Tishomingo Creek Bridge
Tishoingo Creek Bridge
The end of the main part of the Battle at Brice’s Crossroads centered on a small bridge across Tishomingo Creek. A narrow structure soon became a bottleneck for General Sturgis expeditionary force as horses, wagons, cannon, and men attempted to cross the creek.
The rains of the previous several days had raised the water level of the creek, making it difficult to cross without using the bridge.
A replica of the Tishomingo Creek Bridge, which was located, in June, 1864, about 50 yards north of the present bridge on Highway 370, interprets the rout of the Union troops. Long before Americans fought at this site in a battle of North vs. South, this land was part of the Chickasaw Nation. Tishomingo, whose name derived from the Chickasaw title tishu minko meaning “speaker for the chief” or “assistant chief” in the Chickasaw language, lived near here and was a prominent leader of the Chickasaws in this district.
Tishomingo’s name is still attached to this creek, a town, and a Mississippi county which originally extended from the Tennessee River to with a few miles of here.

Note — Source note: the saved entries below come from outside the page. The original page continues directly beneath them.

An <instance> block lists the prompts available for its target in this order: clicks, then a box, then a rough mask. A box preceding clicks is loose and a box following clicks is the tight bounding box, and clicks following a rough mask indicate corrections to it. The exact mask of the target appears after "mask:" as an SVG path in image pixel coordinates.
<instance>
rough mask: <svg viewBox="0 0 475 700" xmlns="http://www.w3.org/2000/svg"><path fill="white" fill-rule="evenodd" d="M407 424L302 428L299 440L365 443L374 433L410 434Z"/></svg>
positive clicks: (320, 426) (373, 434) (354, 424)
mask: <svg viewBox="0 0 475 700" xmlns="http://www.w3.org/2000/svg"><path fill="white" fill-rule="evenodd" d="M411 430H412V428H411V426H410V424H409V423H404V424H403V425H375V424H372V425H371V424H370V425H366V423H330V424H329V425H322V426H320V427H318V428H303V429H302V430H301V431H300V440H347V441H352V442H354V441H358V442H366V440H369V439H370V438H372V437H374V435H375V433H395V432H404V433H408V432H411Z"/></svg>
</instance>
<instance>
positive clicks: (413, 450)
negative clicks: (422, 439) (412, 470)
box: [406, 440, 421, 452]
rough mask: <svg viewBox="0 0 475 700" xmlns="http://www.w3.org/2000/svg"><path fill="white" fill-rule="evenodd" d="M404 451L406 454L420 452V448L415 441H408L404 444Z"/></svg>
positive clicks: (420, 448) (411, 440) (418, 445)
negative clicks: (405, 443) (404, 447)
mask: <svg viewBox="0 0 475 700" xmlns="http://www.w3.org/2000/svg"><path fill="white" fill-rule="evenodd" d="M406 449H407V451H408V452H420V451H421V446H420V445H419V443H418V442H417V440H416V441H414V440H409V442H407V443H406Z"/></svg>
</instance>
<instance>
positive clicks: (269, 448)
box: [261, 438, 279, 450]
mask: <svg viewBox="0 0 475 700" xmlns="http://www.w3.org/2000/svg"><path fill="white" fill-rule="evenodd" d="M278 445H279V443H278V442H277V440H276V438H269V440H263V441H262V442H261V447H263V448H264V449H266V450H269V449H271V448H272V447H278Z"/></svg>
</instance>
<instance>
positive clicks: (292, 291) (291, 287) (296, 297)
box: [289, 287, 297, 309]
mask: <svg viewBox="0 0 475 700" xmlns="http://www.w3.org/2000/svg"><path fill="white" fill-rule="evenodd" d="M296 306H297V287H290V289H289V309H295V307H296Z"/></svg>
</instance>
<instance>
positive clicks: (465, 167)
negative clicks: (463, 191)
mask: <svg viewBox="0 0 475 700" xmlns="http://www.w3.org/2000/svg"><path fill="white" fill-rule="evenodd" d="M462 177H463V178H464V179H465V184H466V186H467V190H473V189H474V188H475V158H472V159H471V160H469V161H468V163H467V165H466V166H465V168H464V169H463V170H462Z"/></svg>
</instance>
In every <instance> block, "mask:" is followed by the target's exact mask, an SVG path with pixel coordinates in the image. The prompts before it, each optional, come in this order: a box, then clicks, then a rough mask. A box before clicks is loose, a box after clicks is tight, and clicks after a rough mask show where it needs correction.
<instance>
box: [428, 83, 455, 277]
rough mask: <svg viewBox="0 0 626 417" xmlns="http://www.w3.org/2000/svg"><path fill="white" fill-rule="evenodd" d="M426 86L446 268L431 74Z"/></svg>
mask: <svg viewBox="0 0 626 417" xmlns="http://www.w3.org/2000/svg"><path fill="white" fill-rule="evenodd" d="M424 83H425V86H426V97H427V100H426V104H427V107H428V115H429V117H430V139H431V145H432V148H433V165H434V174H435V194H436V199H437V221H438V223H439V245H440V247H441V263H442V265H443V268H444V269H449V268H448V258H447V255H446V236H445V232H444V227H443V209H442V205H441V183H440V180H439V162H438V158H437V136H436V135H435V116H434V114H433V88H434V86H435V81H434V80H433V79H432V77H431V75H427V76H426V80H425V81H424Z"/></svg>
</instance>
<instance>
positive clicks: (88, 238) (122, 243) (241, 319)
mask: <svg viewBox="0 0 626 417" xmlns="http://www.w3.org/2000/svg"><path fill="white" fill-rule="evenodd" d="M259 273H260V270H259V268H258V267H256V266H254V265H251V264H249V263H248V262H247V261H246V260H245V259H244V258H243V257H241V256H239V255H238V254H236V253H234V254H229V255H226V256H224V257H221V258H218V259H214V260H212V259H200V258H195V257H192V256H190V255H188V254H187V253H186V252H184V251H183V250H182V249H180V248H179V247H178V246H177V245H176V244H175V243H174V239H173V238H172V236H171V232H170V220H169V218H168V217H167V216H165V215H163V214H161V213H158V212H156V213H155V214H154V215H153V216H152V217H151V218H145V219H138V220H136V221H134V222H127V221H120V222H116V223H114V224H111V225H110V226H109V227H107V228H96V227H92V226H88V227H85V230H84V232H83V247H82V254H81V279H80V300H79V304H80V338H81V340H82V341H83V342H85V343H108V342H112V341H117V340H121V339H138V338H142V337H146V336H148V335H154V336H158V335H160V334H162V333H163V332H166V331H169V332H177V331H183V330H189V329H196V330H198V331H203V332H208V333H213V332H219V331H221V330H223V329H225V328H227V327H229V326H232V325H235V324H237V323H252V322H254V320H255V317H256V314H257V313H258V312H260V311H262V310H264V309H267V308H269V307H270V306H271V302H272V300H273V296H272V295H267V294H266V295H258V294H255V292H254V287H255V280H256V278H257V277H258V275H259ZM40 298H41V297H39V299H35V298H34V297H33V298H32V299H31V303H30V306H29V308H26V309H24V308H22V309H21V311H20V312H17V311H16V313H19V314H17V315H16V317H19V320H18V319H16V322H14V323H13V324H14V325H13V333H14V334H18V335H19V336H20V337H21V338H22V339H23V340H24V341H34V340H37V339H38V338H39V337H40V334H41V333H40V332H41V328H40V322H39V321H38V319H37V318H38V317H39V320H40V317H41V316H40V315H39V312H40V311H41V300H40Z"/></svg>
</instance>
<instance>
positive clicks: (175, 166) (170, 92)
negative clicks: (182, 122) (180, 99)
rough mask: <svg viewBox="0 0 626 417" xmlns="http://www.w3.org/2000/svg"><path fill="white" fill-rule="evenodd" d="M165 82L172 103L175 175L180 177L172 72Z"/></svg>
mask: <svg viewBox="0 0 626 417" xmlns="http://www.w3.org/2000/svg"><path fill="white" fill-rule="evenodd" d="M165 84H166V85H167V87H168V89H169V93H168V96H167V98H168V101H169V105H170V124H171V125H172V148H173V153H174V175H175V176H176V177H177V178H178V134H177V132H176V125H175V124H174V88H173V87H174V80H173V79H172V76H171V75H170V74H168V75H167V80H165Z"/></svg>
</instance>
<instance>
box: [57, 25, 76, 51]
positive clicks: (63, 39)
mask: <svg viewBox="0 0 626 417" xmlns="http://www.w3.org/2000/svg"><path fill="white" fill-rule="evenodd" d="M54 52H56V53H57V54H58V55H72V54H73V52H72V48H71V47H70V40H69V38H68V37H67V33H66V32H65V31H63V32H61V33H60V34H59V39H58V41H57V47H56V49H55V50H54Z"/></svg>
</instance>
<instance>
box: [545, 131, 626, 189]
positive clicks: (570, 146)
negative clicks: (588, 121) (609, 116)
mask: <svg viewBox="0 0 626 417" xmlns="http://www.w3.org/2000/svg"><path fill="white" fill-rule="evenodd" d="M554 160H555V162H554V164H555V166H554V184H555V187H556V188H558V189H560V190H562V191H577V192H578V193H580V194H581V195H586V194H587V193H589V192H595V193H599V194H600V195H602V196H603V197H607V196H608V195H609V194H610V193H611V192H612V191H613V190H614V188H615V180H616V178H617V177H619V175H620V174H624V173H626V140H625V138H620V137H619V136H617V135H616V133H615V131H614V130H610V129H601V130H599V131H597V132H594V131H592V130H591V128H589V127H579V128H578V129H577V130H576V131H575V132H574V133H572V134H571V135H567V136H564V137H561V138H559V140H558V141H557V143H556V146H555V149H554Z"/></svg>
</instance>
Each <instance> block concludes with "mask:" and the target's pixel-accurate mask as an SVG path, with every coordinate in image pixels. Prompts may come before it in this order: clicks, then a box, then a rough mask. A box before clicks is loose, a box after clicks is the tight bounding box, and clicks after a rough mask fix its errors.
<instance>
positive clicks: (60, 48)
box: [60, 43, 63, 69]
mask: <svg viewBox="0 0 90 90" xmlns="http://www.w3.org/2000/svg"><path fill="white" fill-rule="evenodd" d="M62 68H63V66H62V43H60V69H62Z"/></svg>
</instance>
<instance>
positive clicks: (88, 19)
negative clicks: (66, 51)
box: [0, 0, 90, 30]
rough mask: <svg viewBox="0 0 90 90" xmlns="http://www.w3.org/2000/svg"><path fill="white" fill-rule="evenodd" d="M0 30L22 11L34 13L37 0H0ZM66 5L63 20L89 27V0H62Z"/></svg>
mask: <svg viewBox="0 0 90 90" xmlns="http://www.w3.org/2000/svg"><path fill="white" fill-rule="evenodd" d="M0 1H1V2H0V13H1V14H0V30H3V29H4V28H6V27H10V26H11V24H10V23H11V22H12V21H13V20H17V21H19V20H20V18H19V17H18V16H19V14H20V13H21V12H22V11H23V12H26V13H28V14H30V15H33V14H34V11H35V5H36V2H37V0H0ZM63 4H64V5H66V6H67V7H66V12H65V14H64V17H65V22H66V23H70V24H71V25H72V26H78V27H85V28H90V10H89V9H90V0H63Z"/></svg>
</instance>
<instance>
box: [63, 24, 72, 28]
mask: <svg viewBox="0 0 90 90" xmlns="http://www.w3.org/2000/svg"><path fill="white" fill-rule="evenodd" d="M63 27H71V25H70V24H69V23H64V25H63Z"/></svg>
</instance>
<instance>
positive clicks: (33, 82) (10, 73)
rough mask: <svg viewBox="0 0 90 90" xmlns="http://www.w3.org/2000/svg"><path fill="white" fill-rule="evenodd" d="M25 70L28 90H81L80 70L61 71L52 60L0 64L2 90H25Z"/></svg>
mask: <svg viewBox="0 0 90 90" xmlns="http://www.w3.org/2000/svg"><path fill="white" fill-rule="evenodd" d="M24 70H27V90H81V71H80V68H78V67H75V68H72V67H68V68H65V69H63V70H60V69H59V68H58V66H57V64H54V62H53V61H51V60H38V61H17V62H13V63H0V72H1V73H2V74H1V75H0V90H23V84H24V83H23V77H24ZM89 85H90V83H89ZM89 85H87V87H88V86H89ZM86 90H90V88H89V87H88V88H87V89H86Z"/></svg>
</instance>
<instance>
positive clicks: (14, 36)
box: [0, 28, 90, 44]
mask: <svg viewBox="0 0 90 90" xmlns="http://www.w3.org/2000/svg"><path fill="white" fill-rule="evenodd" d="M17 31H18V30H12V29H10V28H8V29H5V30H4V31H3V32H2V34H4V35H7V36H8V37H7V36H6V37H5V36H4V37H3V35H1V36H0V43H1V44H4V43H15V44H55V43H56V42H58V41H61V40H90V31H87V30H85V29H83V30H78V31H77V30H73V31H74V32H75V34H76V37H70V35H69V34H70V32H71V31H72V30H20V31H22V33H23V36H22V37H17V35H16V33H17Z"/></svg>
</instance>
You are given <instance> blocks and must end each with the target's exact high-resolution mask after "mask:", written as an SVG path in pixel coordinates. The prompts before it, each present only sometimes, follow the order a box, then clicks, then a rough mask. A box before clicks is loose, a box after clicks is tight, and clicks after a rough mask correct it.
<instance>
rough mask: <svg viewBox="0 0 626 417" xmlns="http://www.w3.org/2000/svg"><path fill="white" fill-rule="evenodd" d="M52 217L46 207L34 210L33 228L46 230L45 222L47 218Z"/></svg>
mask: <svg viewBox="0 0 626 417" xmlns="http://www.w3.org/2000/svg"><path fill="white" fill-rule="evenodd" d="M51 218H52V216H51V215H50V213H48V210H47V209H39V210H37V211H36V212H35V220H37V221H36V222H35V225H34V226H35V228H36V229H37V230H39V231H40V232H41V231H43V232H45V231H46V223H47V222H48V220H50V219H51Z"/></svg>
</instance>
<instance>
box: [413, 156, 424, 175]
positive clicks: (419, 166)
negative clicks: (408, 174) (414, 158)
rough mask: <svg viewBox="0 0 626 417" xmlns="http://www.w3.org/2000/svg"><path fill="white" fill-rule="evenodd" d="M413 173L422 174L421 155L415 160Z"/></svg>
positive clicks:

The tribal capital in the west was also named for him and persists today as Tishomingo, Oklahoma. The tribal legislature also designated Tishomingo to be the warrior on the Chickasaws’ Great Seal.
Tishomingo died in present-day Arkansas about 1840 while assisting tribal members on the Trail of Tears. His grave is unknown, but a quote from an 1841 obituary read: “Although but little known beyond the limits of his nation, yet he was a man that had seen wars and fought battles-stood high among his own people as a brave and good man.”